Suppose that I have two i.i.d. random variables $X_1$ and $X_2$ and another couple of i.i.d. variables $Y_1$ and $Y_2$ ($X$ and $Y$ are independent on each other and do not need to have the same law). Suppose that $X$ dominates $Y$ in the sense that 
$$\mathbb{P}(X \ge t) \ge \mathbb{P}(Y \ge t), \quad \forall \: t \in \mathbb{R}  $$
How can I show that 
$$\mathbb{P}(X_1+X_2 \ge t) \ge \mathbb{P}(Y_1+Y_2 \ge t), \quad \forall \: t \in \mathbb{R}  $$
This seems pretty intuitive to me but I didn't get far.
 A: $$\begin{align}
P(X_1+X_2\geq t)&= E(1_{X_1+X_2\geq t})\\
&= \int 1_{x_1+x_2\geq t} dP_{(X_1,X_2)}(x_1,x_2) \tag{1}\\
&= \int \int 1_{x_1+x_2\geq t} dP_{X_1}(x_1) dP_{X_2}(x_2)\tag{2}\\
&= \int \left(\int 1_{x_1\geq t-x_2} dP_{X_1}(x_1)\right) dP_{X_2}(x_2)\\
&\geq \int \left(\int 1_{y_1\geq t-x_2} dP_{Y_1}(y_1)\right) dP_{X_2}(x_2)\tag{3}\\
&= \int \left(\int 1_{x_2\geq t-y_1} dP_{X_2}(x_2)\right) dP_{Y_1}(y_1)\\
&\geq \int \left(\int 1_{y_2\geq t-y_1} dP_{Y_2}(y_2)\right) dP_{Y_1}(y_1)\tag{4}\\
&= \int \int 1_{y_1+y_2\geq t} dP_{Y_1}(y_1) dP_{Y_2}(y_2)\\
&= P(Y_1+Y_2\geq t)
\end{align}$$
$(1)$: Law of the unconscious statistician
$(2)$: Independence of $X_1$ and $X_2$
$(3)$: $X_1$ dominates $Y_1$ hence for fixed $x_2$, $P(X_1\geq t-x_2)\geq P(Y_1\geq t-x_2)$
$(4)$: $X_2$ dominates $Y_2$
Note that the independence of $(X_1,X_2)$ with $(Y_1,Y_2)$ is not needed.

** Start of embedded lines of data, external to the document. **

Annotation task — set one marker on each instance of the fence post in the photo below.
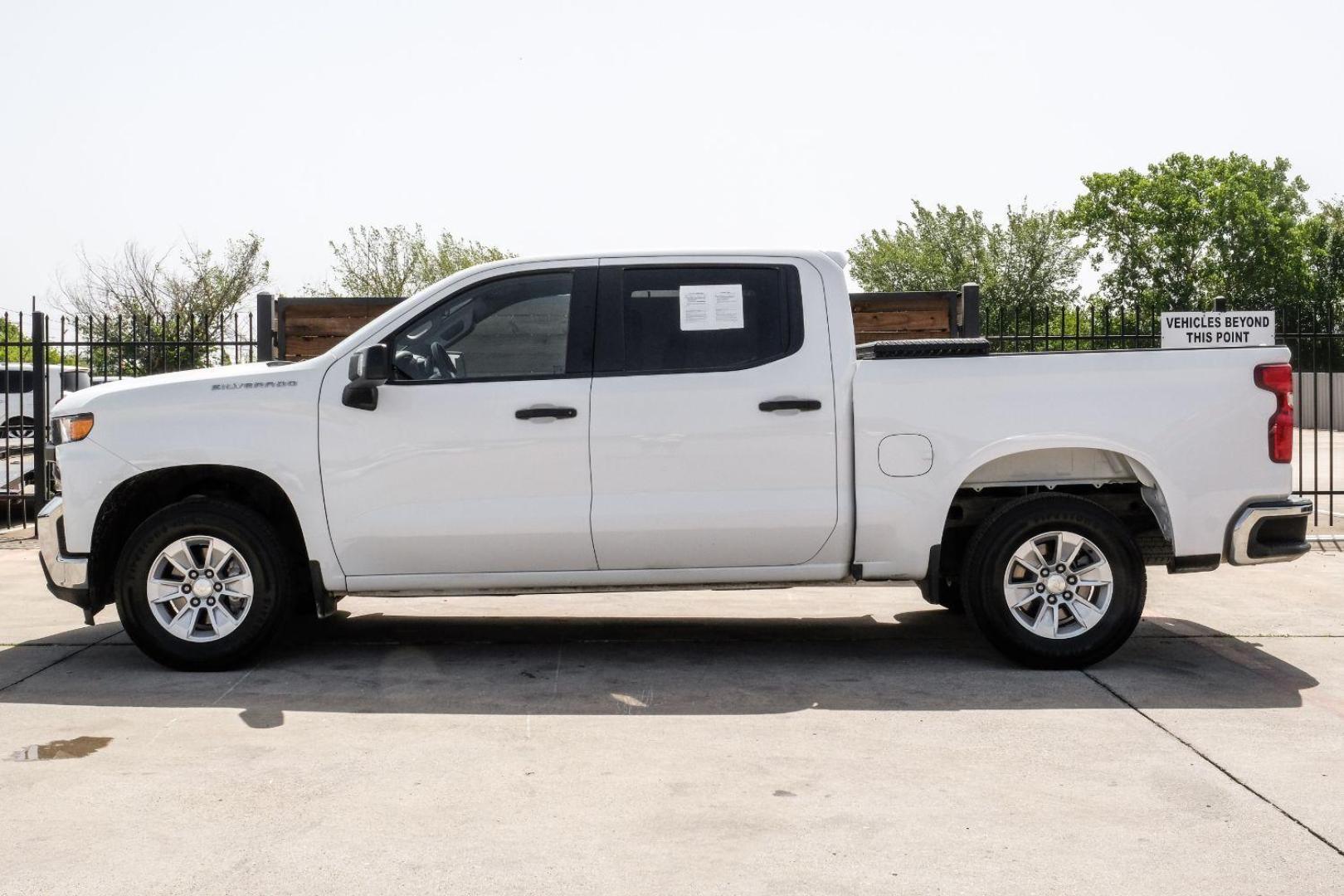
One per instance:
(41, 412)
(971, 310)
(265, 327)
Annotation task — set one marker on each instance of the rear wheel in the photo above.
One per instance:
(1054, 582)
(203, 585)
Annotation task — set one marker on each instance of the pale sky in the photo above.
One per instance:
(557, 127)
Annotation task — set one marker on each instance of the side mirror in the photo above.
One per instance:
(368, 368)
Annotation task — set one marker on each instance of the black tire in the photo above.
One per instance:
(253, 536)
(992, 548)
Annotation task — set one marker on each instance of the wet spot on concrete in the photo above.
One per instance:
(77, 748)
(256, 718)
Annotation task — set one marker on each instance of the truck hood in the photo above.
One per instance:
(195, 384)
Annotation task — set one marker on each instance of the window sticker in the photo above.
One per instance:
(718, 306)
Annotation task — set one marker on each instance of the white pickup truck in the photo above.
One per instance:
(667, 421)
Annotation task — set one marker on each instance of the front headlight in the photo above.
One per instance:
(71, 429)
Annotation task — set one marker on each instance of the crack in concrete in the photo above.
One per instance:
(58, 661)
(1214, 763)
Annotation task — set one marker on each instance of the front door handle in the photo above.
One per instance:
(791, 405)
(554, 412)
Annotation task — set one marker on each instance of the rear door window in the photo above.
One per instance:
(695, 319)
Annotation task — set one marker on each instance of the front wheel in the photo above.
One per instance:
(201, 585)
(1054, 582)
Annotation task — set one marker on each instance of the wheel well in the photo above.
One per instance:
(134, 500)
(1118, 483)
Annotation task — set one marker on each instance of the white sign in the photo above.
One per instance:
(1216, 329)
(711, 306)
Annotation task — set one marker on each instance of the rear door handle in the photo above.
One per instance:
(791, 405)
(555, 412)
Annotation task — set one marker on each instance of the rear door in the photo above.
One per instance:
(713, 418)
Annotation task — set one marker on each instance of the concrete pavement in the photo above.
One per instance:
(816, 740)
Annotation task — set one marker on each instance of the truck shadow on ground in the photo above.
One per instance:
(919, 661)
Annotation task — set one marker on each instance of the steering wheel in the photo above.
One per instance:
(444, 366)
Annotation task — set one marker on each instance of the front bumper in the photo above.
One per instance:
(67, 577)
(1269, 533)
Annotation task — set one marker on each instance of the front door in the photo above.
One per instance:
(476, 457)
(714, 421)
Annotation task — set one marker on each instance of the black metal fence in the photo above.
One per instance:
(43, 358)
(1313, 334)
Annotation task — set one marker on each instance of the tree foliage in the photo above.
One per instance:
(398, 261)
(1192, 227)
(173, 310)
(1029, 257)
(141, 284)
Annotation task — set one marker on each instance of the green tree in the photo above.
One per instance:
(1194, 227)
(168, 314)
(1322, 236)
(937, 249)
(1030, 257)
(398, 261)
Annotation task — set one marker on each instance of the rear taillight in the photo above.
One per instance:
(1278, 379)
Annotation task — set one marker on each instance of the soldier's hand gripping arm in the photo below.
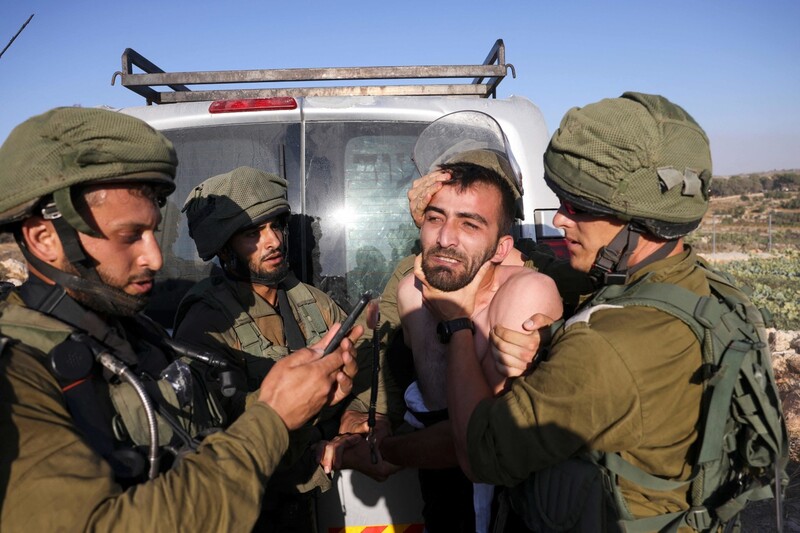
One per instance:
(513, 352)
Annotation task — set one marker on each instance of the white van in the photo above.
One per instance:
(346, 153)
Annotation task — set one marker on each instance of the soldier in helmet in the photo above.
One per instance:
(101, 423)
(632, 174)
(255, 312)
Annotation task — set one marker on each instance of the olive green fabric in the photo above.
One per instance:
(224, 204)
(638, 157)
(51, 480)
(609, 375)
(69, 146)
(203, 321)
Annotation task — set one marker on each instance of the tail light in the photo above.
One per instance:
(253, 104)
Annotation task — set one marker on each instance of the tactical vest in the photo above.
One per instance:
(216, 293)
(107, 411)
(742, 448)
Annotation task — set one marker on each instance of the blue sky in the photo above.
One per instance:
(734, 65)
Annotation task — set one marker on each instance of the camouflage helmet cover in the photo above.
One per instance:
(69, 146)
(639, 158)
(227, 203)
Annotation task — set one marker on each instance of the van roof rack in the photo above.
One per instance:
(486, 78)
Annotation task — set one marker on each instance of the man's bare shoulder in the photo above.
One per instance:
(523, 293)
(409, 295)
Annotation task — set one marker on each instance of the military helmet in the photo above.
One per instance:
(65, 147)
(227, 203)
(638, 157)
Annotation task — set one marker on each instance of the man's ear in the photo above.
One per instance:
(41, 239)
(504, 247)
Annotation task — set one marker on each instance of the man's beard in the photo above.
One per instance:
(446, 279)
(105, 297)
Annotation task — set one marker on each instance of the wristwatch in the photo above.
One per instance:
(446, 328)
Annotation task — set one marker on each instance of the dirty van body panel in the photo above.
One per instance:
(348, 164)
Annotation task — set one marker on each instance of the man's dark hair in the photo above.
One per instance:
(464, 175)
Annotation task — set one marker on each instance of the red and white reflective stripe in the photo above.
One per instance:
(390, 528)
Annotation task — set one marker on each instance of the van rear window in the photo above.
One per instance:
(350, 222)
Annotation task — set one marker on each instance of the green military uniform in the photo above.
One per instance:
(52, 479)
(216, 313)
(225, 315)
(616, 380)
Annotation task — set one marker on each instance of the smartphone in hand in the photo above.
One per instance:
(349, 322)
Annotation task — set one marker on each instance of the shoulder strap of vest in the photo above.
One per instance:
(305, 305)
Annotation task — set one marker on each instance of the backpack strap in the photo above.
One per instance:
(714, 320)
(306, 306)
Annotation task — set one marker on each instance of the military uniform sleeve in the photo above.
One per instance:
(582, 394)
(50, 480)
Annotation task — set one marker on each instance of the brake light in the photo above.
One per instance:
(253, 104)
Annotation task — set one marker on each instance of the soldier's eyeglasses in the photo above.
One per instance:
(572, 210)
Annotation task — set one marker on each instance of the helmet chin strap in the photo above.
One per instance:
(233, 268)
(236, 269)
(102, 297)
(611, 265)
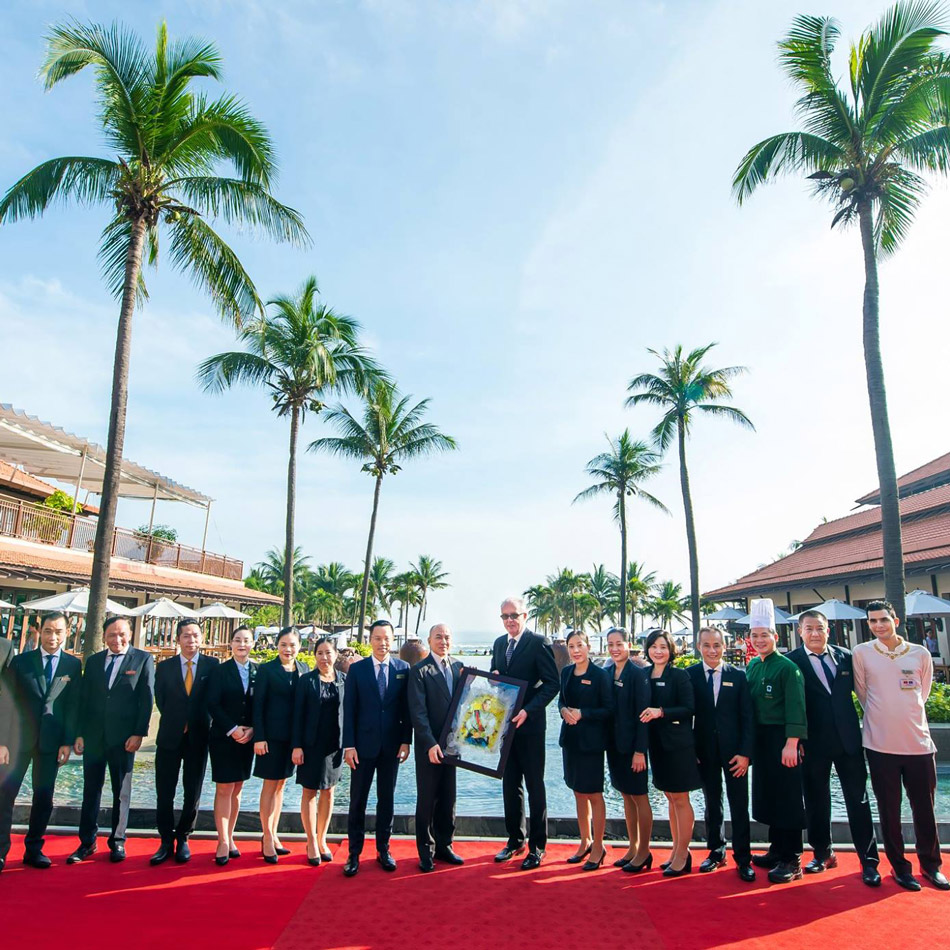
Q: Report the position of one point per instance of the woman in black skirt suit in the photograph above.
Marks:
(672, 749)
(586, 705)
(273, 722)
(627, 751)
(230, 701)
(318, 752)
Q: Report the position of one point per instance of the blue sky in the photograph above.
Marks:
(516, 198)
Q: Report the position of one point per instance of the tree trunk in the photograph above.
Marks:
(883, 448)
(105, 525)
(288, 612)
(690, 534)
(369, 556)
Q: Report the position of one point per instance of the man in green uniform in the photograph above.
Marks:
(778, 696)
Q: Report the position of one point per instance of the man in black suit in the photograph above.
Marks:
(376, 736)
(181, 687)
(432, 682)
(724, 728)
(115, 704)
(37, 727)
(834, 738)
(525, 656)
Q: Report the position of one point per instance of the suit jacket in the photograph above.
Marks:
(429, 700)
(44, 719)
(371, 725)
(274, 701)
(596, 705)
(830, 715)
(533, 662)
(728, 728)
(108, 717)
(179, 709)
(308, 708)
(228, 704)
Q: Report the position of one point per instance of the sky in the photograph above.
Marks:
(516, 199)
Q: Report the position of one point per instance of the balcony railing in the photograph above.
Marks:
(23, 519)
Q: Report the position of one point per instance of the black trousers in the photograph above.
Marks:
(45, 769)
(712, 771)
(119, 763)
(526, 764)
(435, 805)
(386, 769)
(190, 758)
(918, 774)
(816, 786)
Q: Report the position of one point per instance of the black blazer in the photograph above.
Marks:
(43, 720)
(533, 662)
(308, 708)
(274, 701)
(830, 715)
(429, 701)
(109, 717)
(674, 695)
(228, 704)
(728, 728)
(179, 709)
(596, 706)
(631, 692)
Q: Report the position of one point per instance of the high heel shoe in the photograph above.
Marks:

A: A coupling based argument:
Since $X_1$ dominates $Y_1$ and $X_2$ dominates $Y_2$ we know there are couplings $(X_1', Y_1')$ and $(X_2', Y_2')$ such that $X_1'\ge Y_1'$ and $X_2'\ge Y_2'$ almost surely.
That implies $X_1'+X_2' \le Y_1'+Y_2'$ which means $X_1+X_2$ dominates $Y_1+Y_2$.